Quebec doctor who declared herself sovereign citizen to avoid taxes heads to appeal court

A Quebec family doctor who justified her decision to not pay taxes by claiming to be part of a sovereign citizen movement is appealing a court ruling that went against her.
In a judgment last November, Dr. Christine Banville was ordered to pay $7,500 in damages to the province's revenue agency, which was seeking more than $147,000 in unpaid taxes for 2014 and 2015 combined.

Banville had invoked arguments in line with those of the Freeman on the Land, whose members believe laws don't apply to them.

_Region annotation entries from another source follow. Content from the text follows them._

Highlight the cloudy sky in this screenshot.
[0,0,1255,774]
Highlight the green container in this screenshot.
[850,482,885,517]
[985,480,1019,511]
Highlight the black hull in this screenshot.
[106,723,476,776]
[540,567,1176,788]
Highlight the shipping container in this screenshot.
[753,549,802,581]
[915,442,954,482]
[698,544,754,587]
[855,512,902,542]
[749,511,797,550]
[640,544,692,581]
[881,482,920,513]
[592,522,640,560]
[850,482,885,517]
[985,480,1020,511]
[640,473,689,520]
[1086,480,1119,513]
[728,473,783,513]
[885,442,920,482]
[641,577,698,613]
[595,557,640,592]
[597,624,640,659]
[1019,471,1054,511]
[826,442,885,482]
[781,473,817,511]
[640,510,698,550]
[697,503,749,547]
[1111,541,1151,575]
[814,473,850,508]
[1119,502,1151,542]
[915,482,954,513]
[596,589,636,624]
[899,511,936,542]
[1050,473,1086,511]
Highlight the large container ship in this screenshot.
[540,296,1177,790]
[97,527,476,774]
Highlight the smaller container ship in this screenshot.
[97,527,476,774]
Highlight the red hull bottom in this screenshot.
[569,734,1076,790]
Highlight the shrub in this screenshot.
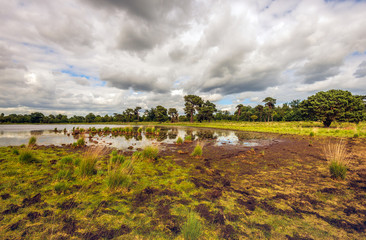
[13,149,19,155]
[132,151,143,161]
[106,161,133,189]
[79,147,105,177]
[323,140,349,179]
[137,127,142,135]
[111,155,126,164]
[145,127,152,134]
[329,161,347,179]
[60,157,73,164]
[184,135,192,142]
[54,182,68,194]
[19,149,37,163]
[76,137,85,147]
[28,136,37,147]
[182,212,202,240]
[142,146,159,160]
[56,169,73,180]
[191,144,202,157]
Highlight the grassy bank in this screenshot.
[163,121,366,138]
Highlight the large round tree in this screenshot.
[300,90,365,127]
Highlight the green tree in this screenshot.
[168,108,178,122]
[262,97,276,122]
[155,105,168,123]
[300,89,365,127]
[184,95,203,122]
[85,113,95,123]
[236,104,244,121]
[134,107,141,122]
[197,100,217,122]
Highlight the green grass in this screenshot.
[142,146,159,160]
[329,161,347,180]
[28,136,37,147]
[182,212,202,240]
[160,121,366,138]
[191,144,202,157]
[19,149,37,163]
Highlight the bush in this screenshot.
[329,161,347,180]
[323,140,349,179]
[76,137,85,147]
[191,144,202,157]
[184,135,192,142]
[13,149,19,155]
[182,212,202,240]
[28,136,37,147]
[111,155,126,164]
[106,161,133,190]
[19,149,37,163]
[54,182,68,194]
[56,169,73,180]
[142,146,159,160]
[60,157,73,164]
[79,148,105,177]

The Quebec Court of Appeal will hear arguments Monday.
Neither Banville, a doctor near Quebec City, nor her lawyer could be reached for comment Friday.

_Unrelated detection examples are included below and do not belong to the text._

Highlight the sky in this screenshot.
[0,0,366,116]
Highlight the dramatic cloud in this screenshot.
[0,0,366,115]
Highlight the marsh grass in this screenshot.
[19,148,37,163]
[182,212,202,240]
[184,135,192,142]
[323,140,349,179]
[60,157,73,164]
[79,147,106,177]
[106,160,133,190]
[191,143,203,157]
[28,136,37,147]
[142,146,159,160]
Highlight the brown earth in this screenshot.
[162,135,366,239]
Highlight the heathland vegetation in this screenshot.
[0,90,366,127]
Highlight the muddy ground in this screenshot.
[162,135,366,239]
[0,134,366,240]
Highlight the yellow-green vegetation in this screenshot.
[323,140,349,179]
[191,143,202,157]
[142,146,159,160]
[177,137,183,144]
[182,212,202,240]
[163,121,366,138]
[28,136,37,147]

Similar cases have cropped up in other Canadian jurisdictions in what the courts sometimes refer to as ``paper terrorism'' aimed at the misuse of legal processes.

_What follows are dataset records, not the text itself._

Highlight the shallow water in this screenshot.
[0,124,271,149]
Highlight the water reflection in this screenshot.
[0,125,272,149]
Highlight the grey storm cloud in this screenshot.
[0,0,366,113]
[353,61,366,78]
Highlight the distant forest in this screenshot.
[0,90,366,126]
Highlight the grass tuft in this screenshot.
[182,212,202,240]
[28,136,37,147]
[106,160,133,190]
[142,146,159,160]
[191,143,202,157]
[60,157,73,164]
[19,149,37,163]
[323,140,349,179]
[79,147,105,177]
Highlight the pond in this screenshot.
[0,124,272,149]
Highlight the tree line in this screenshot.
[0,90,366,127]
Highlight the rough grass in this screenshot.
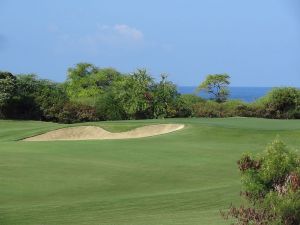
[0,118,300,225]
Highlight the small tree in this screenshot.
[0,71,16,117]
[222,140,300,225]
[196,73,230,102]
[153,74,179,118]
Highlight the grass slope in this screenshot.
[0,118,300,225]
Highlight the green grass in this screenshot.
[0,118,300,225]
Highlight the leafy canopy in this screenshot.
[196,73,230,102]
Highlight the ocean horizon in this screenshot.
[178,86,275,102]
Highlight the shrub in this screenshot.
[57,102,98,123]
[175,94,204,117]
[193,100,252,117]
[222,140,300,225]
[259,87,300,119]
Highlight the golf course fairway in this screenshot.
[0,118,300,225]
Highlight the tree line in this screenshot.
[0,63,300,123]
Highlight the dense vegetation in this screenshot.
[0,63,300,123]
[0,118,300,225]
[223,140,300,225]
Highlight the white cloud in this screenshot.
[113,24,144,40]
[48,24,146,54]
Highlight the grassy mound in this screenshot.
[0,118,300,225]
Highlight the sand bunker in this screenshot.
[24,124,184,141]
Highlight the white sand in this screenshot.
[24,124,184,141]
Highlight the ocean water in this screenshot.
[178,86,272,102]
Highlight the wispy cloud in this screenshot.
[47,24,145,54]
[0,34,6,50]
[80,24,144,47]
[113,24,144,40]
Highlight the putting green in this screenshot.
[0,118,300,225]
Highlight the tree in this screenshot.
[112,69,154,119]
[222,140,300,225]
[0,71,16,116]
[260,87,300,119]
[196,73,230,102]
[66,63,121,104]
[153,74,179,118]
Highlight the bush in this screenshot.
[192,100,253,117]
[259,87,300,119]
[222,140,300,225]
[175,94,204,117]
[57,102,98,123]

In an effort to have charges withdrawn or dismissed, claimants attempt to overwhelm the courts with a hodgepodge of fake documents that have no legal basis.
In her ruling, Quebec court Judge Genevieve Cotnam wrote that what was particularly troubling was that the plaintiff, as a doctor, was remunerated by the state with taxes paid by fellow citizens.
``She has no qualms about being remunerated by the state, but refuses to contribute by (not) producing her own tax declarations,'' Cotnam wrote.
In her ruling, the judge said it was clear that Banville's motion was abusive and it was important to note the impact on state resources.
The case also required the moblization of a judge, a clerk, a bailiff, a special constable and a courtroom for almost a half day.
When asked by the court, Banville replied she saw nothing strange in her arguments and that she was well within her rights as she quoted from the Charter of Rights and Freedoms and the Constitution.
``I always paid my taxes until I learned I didn't have to pay, that I had rights,'' the judgment quoted Banville as saying.
Revenu Quebec spokeswoman Genevieve Laurier said she couldn't comment on the matter before the courts, but said it's not the first Freeman on the Land case the agency has had to deal with.
The FBI considers the movement a domestic terror threat in the United States and previous estimates have pegged the number of freemen in Canada at 30,000.